Middle-Class Warrior: Elizabeth Warren to Run For Senate
Middle-Class Warrior: Elizabeth Warren to Run For Senate
Should Warren be elected to the Senate, it could mean a power advocate for consumers' protection and a powerful adversary to corporate influence. "The pressures on middle class families are worse than ever, but it is the big corporations that get their way in Washington,” she said in a statement reported by Huffington Post. “I want to change that. I will work my heart out to earn the trust of the people of Massachusetts.” There are some strong signs, even as Warren is yet undeclared, that she will provide Brown with some tough competition. The same day that she put together an exploratory committee to investigate the possibility of a campaign, the largest nurse's union in Massachusetts, the Massachusetts Nursing Association, officially endorsed her campaign. Numbering 23,000 medical professionals, the endorsement shows strong support among her potential constituency. Of the union's endorsement, a union official stated that they're, "hoping it will show her up front what kind of support she has and encourage her to jump in." In addition, a poll recently published in Boston Daily shows Elizabeth Warren only 9 points behind Scott Brown, even though there's more than a year until elections and she hasn't even declared her candidacy. Though there are other challengers, including Newton Mayor Setti Warren, social entrepreneur Alan Khazei and state Rep. Thomas Conroy, Warren will likely be Brown's greatest threat to retaining his seat in 2012.

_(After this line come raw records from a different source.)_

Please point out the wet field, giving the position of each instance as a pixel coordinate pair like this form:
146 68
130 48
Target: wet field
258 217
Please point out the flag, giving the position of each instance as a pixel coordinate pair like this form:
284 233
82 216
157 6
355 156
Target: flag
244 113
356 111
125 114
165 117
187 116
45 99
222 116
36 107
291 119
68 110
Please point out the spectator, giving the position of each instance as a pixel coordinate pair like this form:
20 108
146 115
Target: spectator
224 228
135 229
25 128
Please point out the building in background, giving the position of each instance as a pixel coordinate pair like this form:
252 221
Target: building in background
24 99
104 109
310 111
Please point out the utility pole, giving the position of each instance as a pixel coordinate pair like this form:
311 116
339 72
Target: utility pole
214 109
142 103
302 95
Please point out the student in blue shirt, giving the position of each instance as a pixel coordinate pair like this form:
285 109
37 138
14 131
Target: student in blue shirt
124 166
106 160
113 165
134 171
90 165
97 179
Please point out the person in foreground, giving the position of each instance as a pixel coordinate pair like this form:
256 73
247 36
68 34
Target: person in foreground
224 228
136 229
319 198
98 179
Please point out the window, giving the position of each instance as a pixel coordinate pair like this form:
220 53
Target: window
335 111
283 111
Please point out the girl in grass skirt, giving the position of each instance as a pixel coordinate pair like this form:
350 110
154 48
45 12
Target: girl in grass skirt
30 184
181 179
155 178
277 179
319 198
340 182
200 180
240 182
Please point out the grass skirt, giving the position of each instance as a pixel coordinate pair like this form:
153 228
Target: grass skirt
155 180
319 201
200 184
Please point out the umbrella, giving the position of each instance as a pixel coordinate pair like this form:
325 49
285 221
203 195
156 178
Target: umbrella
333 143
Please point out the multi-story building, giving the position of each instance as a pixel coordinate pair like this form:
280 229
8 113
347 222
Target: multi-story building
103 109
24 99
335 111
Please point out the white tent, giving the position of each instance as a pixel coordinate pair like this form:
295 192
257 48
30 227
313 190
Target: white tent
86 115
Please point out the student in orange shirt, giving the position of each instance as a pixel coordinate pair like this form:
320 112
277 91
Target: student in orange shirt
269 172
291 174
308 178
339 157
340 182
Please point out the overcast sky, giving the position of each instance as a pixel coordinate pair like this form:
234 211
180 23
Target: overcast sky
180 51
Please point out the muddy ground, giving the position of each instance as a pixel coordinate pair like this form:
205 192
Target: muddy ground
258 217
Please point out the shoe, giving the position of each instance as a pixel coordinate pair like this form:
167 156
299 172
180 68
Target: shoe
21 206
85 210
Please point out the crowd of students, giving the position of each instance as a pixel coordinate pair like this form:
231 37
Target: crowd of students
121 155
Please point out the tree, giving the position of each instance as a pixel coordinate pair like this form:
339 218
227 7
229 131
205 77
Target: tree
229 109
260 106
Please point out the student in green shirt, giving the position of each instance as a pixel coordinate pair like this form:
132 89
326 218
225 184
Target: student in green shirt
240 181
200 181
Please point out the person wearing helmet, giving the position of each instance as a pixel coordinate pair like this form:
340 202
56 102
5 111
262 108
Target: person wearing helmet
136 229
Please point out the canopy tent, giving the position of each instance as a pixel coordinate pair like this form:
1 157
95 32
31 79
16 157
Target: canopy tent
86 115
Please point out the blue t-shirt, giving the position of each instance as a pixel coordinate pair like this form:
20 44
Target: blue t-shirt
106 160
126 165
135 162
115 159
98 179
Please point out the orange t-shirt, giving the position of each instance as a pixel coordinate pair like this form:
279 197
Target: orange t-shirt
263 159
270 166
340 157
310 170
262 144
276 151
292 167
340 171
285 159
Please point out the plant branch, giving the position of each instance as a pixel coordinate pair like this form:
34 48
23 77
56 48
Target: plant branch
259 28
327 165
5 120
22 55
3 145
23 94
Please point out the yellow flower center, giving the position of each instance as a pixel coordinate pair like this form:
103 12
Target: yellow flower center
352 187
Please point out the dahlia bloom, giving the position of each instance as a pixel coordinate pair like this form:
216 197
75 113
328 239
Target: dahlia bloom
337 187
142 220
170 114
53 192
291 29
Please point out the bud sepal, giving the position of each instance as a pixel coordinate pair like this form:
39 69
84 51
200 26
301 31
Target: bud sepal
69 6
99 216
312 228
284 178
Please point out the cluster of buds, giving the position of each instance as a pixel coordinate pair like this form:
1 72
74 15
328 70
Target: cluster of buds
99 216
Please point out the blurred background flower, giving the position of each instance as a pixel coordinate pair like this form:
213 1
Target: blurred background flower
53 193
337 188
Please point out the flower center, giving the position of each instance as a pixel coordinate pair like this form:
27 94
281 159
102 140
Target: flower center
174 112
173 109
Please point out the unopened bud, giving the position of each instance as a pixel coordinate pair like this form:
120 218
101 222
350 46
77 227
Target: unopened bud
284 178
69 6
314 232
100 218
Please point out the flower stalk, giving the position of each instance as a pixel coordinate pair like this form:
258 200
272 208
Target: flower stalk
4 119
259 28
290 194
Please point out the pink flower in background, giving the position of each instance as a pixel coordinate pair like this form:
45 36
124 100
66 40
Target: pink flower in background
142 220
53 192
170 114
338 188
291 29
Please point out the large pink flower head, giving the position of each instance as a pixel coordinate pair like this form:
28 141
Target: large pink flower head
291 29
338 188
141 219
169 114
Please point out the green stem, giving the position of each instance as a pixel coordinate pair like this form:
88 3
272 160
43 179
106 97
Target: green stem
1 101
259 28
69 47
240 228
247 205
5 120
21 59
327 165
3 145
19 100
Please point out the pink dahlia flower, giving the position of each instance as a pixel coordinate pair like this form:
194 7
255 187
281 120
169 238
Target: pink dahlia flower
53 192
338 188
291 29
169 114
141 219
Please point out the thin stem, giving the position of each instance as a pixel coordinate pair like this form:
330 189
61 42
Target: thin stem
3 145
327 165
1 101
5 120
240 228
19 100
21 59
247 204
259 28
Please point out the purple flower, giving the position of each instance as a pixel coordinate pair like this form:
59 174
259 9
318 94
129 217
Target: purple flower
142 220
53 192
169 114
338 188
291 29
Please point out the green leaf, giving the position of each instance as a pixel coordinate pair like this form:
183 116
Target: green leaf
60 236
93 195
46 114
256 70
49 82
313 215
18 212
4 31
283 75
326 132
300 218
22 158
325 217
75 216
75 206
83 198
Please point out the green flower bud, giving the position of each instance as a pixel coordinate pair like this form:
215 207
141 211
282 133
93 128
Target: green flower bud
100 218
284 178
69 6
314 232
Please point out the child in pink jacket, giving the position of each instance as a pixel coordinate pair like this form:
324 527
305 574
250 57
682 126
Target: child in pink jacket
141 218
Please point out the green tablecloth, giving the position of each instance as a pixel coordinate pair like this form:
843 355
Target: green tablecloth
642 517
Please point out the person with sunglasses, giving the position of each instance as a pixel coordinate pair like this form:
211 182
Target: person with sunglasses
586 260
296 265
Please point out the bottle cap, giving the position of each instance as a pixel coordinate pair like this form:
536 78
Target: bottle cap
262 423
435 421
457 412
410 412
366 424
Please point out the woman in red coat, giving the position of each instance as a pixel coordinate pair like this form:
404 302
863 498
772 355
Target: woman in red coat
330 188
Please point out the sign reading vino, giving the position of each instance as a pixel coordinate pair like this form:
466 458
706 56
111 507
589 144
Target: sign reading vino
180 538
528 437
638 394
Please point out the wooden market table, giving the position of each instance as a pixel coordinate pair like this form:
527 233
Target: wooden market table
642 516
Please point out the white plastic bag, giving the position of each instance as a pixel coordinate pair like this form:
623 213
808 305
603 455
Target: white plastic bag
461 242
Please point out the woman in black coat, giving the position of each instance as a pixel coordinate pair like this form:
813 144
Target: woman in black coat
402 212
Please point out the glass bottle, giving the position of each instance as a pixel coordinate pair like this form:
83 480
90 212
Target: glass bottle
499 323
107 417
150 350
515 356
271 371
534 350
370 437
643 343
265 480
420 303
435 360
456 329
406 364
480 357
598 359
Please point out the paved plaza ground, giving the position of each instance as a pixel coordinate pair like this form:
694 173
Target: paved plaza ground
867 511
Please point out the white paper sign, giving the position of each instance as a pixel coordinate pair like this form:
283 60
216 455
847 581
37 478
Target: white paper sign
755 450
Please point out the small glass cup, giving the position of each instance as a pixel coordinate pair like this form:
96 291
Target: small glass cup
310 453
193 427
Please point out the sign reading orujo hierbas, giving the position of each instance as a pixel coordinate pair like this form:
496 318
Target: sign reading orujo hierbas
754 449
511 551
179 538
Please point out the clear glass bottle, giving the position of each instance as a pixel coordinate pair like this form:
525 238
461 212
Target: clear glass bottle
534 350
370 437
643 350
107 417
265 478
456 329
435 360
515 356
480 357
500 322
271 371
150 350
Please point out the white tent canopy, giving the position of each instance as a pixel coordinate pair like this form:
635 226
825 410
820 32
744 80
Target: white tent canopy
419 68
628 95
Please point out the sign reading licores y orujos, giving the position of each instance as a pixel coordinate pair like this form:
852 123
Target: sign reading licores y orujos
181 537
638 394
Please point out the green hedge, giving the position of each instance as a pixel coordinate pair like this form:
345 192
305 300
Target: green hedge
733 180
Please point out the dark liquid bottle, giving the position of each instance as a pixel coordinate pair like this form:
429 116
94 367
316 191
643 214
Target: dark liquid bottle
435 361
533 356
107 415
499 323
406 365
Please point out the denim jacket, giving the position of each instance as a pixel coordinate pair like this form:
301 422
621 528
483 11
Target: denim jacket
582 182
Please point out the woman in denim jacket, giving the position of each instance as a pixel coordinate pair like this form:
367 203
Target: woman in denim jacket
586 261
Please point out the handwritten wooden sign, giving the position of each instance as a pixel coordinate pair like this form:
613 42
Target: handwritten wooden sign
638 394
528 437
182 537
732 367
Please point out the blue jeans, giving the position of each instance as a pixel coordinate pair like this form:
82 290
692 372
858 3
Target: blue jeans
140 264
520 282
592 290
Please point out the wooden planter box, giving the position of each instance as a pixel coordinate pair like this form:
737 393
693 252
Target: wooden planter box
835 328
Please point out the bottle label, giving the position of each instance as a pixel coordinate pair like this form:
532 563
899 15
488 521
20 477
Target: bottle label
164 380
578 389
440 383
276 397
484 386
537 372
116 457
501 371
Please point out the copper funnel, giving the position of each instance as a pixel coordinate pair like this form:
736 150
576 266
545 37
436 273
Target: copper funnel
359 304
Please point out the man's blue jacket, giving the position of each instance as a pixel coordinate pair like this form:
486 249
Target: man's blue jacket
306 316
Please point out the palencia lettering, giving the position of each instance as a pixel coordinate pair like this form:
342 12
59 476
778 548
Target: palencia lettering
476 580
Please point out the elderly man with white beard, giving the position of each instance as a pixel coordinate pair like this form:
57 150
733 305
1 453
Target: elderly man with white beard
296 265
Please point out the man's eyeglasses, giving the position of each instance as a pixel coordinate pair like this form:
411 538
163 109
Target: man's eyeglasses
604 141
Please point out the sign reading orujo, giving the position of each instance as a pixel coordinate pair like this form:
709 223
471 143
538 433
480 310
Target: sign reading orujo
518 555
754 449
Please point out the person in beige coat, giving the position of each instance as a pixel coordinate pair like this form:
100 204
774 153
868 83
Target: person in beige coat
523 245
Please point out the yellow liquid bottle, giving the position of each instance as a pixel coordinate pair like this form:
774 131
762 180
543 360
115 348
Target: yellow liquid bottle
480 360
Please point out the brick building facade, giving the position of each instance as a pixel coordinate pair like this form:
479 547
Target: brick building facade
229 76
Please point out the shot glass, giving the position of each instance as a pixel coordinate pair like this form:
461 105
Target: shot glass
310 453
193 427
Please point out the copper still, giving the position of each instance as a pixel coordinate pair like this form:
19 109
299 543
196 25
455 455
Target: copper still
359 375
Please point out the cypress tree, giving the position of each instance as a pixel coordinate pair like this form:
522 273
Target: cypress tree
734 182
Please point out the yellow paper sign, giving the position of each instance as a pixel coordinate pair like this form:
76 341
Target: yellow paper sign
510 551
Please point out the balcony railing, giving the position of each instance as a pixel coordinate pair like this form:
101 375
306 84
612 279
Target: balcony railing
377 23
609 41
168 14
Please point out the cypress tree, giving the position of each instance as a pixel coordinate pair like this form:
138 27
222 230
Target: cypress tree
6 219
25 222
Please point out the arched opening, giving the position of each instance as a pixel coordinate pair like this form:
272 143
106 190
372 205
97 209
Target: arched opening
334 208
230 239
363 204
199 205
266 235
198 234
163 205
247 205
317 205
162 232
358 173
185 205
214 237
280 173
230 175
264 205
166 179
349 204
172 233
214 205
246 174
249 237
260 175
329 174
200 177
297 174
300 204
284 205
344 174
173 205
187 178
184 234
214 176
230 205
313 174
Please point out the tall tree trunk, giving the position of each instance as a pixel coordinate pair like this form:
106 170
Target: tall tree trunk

Warren created waves in 2009 when she pursued a campaign to create a financial consumer's protection agency (the eventual Consumer Financial Protection Bureau) after infuriating congressional hearings with Wall Street CEO's after the housing collapse and subsequent banking crisis. Warren famously made the comment that consumers have regulations and consumer protections in place from faulty toasters that might spark and burn their house down, but not sub-prime mortgages that would force them into default and have their house taken away. The Bureau was created this year by the Obama administration, and though Republicans have been working hard to block nomination of a chief to the bureau, Warren was not named. She commented that she wanted the position with the bureau that bears her legacy, but that she knew a Senate nomination would be out of the question. Instead, it seems, she's eyeing a Senate run, which may allow her better leverage in creating financial consumer protections and regulations on investment banking. What's certain is that Wall Street campaign donors and PACs will be floating Brown through his entire campaign if it means keeping Warren out of office.
Anyone that creates that kind of fear from banks is a good thing.